A trivial linux userspace proxy.
uproxy provides a package (uproxy/proxy) that implements a simple userspace proxy for IPv4 TCP connections.
Currently, the proxy is intended to be the target for a linux tproxy rule.
It uses the IP_TRANSPARENT sockopt on incoming socket connections. This
allows the proxy to see the original source IP and port, as well as the original destination IP and port, for that connection.
When the three-way handshake completes for the incoming connection, the proxy initiates an outgoing connection (also using
IP_TRANSPARENT) to the original destination IP:port, and sets the source IP:port to match the original connection.
At this point, the two connections (the documentation calls them flows) are bound together. The connection that was
forwarded to the proxy is called the incoming flow, while the connection created by the proxy is called the outgoing
flow. Notice that both connections have the same srcip:srcport:dstip:dstport tuple. Once both flows are connected,
any data that arrives on the incoming is copied to the outgoing, and vice-versa.
The data can be modified in-flight using an interceptor function which is what makes a proxy of this type useful at all.
The incoming flow cannot be sourced using the same kernel instance as the proxy executes on.
The following provides an iptables example configuration to redirect flows transparently to a uproxy instance.
# 1
sudo iptables -t mangle -N DIVERT
sudo iptables -t mangle -A PREROUTING -i ens6 -p tcp -m socket --dport 9090 -j DIVERT
sudo iptables -t mangle -A PREROUTING -i ens7 -p tcp -m socket --sport 9090 -j DIVERT
sudo iptables -t mangle -A DIVERT -j MARK --set-mark 1
sudo iptables -t mangle -A DIVERT -j ACCEPT
# 2
sudo iptables -t mangle -A PREROUTING -i ens6 -p tcp --dport 9090 -j TPROXY --tproxy-mark 1 --on-port 9091 --on-ip 127.0.0.1
sudo iptables -t mangle -A PREROUTING -i ens7 -p tcp --sport 9090 -j TPROXY --tproxy-mark 1 --on-port 9091 --on-ip 127.0.0.1
# 3
sudo ip rule add fwmark 1 lookup 100
sudo ip route add local 0.0.0.0/0 dev lo table 100This example assumes that incoming flows will all arrive on the interface ens6 and the default route
points to a nexthop reachable on the ens7 interface. Furthermore, these rules only intercept TCP traffic bound for
port 9090.
For clarity, it is better to start at #2. The first of these two rules matches packets incoming to the interface ens6 that
are TCP with a destination port of 9090. On a match, the packet is redirected to TPROXY. The packet is marked
with the value 1, and the proxy receiver for the resulting socket is bound to 127.0.0.1:9091.
The rules at #3 intercept packets marked with 1 and redirect them to the ip table
numbered 100. This table has a single route entry, which binds 0.0.0.0/0 to the loopback interface. This allows the outgoing flow to use any
source address, which is needed so that it can match the source address of the incoming flow.

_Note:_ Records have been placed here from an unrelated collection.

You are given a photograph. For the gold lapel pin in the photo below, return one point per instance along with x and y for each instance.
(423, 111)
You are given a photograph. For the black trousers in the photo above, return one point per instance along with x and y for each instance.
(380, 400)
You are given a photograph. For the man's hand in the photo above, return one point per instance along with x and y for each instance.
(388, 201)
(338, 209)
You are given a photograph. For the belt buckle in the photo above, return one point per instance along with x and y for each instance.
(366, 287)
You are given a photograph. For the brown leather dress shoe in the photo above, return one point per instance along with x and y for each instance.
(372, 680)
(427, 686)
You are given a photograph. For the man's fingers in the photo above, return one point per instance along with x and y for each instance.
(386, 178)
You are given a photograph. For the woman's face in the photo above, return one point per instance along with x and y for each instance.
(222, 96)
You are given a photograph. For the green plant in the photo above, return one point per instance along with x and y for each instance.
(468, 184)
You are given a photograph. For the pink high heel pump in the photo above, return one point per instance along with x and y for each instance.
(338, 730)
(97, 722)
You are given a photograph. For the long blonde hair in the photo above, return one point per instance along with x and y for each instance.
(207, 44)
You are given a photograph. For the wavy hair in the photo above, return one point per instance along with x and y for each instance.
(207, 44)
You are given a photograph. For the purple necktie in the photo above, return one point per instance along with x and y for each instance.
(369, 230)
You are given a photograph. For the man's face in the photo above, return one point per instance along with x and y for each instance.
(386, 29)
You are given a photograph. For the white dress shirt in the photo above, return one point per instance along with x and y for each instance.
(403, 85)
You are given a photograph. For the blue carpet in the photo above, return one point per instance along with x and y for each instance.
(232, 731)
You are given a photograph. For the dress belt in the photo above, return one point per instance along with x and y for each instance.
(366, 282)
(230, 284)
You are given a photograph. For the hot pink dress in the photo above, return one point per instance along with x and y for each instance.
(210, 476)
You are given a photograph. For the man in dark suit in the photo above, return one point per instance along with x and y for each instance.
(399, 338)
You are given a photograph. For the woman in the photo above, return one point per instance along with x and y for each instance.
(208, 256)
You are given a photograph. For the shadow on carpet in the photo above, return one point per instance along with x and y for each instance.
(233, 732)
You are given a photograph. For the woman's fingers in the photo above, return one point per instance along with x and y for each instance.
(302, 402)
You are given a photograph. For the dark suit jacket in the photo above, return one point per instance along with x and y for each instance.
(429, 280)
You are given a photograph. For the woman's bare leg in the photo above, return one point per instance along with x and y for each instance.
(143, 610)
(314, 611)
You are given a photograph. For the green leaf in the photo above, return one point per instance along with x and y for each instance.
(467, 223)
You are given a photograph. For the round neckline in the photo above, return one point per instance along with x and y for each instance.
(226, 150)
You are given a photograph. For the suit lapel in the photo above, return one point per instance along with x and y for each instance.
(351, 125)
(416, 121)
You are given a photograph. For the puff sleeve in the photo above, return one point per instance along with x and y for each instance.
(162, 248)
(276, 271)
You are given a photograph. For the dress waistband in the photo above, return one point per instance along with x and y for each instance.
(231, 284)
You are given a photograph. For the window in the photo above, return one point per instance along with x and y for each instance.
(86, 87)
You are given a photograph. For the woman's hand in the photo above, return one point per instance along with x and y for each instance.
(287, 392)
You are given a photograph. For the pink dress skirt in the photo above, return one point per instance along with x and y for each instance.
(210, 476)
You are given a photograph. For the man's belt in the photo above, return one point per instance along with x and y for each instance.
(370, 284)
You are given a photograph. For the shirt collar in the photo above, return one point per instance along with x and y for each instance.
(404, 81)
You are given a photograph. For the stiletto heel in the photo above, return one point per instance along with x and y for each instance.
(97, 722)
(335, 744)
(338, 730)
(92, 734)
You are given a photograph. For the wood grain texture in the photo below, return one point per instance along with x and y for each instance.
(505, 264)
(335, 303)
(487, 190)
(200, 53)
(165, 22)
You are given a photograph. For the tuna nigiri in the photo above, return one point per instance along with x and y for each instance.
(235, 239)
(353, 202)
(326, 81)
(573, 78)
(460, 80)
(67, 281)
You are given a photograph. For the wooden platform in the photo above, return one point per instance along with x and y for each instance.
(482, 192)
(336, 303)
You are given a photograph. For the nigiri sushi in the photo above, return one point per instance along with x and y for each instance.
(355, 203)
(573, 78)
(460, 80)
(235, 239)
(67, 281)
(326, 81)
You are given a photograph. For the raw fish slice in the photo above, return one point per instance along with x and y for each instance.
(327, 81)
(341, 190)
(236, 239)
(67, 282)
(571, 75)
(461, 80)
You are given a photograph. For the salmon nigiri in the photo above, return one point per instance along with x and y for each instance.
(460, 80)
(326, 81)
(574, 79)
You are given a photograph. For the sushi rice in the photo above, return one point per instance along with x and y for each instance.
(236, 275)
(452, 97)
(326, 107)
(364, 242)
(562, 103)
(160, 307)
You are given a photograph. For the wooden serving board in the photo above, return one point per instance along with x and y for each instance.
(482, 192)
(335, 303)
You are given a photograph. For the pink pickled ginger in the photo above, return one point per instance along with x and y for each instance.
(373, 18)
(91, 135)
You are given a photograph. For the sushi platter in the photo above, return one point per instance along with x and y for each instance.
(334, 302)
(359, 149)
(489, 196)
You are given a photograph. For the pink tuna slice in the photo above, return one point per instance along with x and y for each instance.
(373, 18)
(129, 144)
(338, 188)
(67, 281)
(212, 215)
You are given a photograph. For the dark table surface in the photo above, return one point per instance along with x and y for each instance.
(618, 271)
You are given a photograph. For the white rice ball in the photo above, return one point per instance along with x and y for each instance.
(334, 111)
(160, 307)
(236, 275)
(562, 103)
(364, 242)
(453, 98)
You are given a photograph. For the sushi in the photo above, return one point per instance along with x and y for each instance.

Returning back to #1, this set of rules is a shortcut. #2 matched initial packets that do not result in socket data. This importantly includes the three-way
handshake. However, once the TPROXY action is used, the socket becomes transparent. We still need the normal data segements and their underlying packets to
be carried to route table 100 (so that the proxy can continue to generate packets with the masqueraded source address), but these packets don't need to go
through the TPROXY action (to my knowledge, it works if they do go through the TPROXY action, but it is less efficient). The socket
iptables module is used to match socket-bound packets.
Putting this together, the first command creates a new iptables mangle chain
called DIVERT.
The next two rules direct TCP packets matched by the socket module with the TCP source port 9090 (if it is arriving on the incoming) or destination port 9090
(if it is arriving on the outgoing) and redirects them to the DIVERT table. (This must be done in PREROUTING, which is why locally-sourced connections cannot be directed to the proxy).
In the DIVERT table, each packet is marked. The ACCEPT action accepts the packet for normal route processing, and importantly, stops the iptables preroute
processing. This is the optimization discussed above.
The sub-module cmd/liproxy implements a simple proxy using uproxy. It assumes things are set up as described in the last section. It binds to a port,
accepts incoming flows, creates matching outgoing flows, proxies traffic between the flows, and optional appends a label to each block of socket read data.